Medallion Auto, Inc. v. Sanders

—Order, Supreme Court, New York County (Louise Gruner Gans, J.), entered on or about July 2, 1999, which, in an action for a Yellowstone declaration and related relief, insofar as appealed from as limited by the briefs, granted the branch of defendants’ cross motion as sought to substitute the current owner of the leased premises as a defendant in place of the prior owners only to the extent of joining the current owner as an additional defendant, denied the branch of defendants’ cross motion as sought to dismiss the complaint pursuant to CPLR 3211 (a) (1), (7), (10) and (c), and, on a search of the record, declared in favor of plaintiffs tenant and subtenant that they were entitled to a 15-day notice to cure the further subletting of the premises without the landlord’s approval and that the three-day notice of cancellation served on them was a nullity, unanimously modified, on the law, to substitute the current owner as defendant in place of the prior owners named as defendants, and to amend the declaration so as to provide instead that the further subletting of the premises did not violate paragraph 72 of the subject lease and that the three-day notice of cancellation of the lease served on plaintiffs purportedly pursuant to paragraph 72 was and is null and void, and otherwise affirmed, without costs.

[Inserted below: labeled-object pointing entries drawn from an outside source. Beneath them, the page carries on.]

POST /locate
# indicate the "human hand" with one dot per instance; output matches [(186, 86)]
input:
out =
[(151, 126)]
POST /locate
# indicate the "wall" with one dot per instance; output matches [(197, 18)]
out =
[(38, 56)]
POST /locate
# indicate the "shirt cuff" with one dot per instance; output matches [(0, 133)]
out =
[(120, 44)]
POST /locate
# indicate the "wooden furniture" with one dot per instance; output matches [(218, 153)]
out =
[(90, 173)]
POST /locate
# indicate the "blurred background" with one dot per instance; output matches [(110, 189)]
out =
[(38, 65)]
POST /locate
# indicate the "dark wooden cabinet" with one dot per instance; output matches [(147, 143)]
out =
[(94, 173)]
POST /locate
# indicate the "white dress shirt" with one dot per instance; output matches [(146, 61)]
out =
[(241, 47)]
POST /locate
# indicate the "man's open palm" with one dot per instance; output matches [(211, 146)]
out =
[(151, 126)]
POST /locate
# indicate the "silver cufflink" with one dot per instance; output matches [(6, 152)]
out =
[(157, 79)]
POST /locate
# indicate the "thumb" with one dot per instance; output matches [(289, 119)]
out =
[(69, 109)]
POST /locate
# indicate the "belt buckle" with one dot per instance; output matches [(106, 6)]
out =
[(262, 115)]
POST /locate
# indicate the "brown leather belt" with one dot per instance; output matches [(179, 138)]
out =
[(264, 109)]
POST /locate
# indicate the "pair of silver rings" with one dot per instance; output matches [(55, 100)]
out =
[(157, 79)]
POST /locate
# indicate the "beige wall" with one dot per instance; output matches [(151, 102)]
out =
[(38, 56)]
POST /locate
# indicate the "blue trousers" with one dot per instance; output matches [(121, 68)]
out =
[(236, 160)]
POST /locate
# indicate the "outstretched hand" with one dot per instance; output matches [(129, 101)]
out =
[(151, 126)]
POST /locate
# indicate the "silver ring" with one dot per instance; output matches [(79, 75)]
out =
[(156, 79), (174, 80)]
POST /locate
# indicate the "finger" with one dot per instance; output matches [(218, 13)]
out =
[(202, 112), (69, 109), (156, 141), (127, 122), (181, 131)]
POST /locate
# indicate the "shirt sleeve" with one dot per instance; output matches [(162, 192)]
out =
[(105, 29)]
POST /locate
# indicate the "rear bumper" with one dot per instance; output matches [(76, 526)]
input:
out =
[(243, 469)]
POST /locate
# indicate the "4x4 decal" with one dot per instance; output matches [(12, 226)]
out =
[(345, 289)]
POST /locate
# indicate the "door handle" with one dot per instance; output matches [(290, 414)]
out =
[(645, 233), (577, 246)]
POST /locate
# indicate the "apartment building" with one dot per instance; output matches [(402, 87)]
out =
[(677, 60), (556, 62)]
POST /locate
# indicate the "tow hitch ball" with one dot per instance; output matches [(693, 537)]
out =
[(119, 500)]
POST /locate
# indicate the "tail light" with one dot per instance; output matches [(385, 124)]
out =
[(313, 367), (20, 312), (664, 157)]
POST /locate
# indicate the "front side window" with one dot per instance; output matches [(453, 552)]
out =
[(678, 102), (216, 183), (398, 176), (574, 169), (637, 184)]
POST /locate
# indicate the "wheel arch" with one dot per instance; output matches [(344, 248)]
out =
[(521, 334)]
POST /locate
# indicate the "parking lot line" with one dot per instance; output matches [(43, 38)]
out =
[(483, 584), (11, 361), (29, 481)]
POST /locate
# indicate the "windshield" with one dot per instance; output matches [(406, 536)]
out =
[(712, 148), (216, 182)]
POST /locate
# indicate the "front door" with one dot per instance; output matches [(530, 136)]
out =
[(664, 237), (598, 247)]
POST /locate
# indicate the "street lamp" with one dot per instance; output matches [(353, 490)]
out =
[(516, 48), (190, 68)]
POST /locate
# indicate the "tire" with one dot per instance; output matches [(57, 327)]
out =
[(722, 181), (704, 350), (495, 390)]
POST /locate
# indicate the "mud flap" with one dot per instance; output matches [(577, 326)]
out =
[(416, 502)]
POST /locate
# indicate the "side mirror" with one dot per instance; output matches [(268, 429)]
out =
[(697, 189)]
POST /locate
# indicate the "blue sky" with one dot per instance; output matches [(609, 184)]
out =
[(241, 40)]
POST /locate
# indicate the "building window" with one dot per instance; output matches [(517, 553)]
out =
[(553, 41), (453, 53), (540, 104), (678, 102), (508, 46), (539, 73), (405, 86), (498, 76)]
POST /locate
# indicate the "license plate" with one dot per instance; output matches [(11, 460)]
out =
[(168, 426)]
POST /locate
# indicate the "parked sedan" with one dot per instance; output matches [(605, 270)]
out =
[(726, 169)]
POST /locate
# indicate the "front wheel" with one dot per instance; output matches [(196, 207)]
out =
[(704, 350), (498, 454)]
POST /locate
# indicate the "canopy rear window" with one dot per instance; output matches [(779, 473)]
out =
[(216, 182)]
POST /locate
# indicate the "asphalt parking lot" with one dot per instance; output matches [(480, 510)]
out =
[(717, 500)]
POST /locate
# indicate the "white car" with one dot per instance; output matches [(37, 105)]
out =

In this declaratory judgment action by plaintiffs tenant and approved subtenant against defendants successive owners of the leased premises, paragraph 72 does not apply to plaintiffs’ further subletting of the premises, without the landlord’s approval. Rather, read in the context of the lease as a whole, paragraph 72 applies only to transactions with the prior ten-, ant, Simon Abitbol, Star Taxi Management, Inc., or entities related to Simon Abitbol or Star Taxi Management, Inc. If paragraph 72 is ambiguous, it was drafted by the landlord and any ambiguities therein are therefore to be resolved in favor of the tenant (see, 67 Wall St. Co. v Franklin Natl. Bank, 37 NY2d 245, 249). Since the unapproved subletting was terminated prior to the rendering of the order on appeal, there was no occasion to declare whether such subletting constituted a breach of other provisions of the lease for which the landlord was entitled to serve a notice to cure, and we modify the declaration of the parties’ rights accordingly. We also modify so as to *86substitute the current owner as sole defendant in place of the prior owners named as defendants by the complaint, since defendants have established that title to the premises was transferred to the current owner subsequent to the commencement of the action (see, CPLR 1018, 1021; Real Property Law § 223), and plaintiffs have not opposed such substitution. Concur — Rubin, J. P., Andrias, Saxe and Buckley, JJ.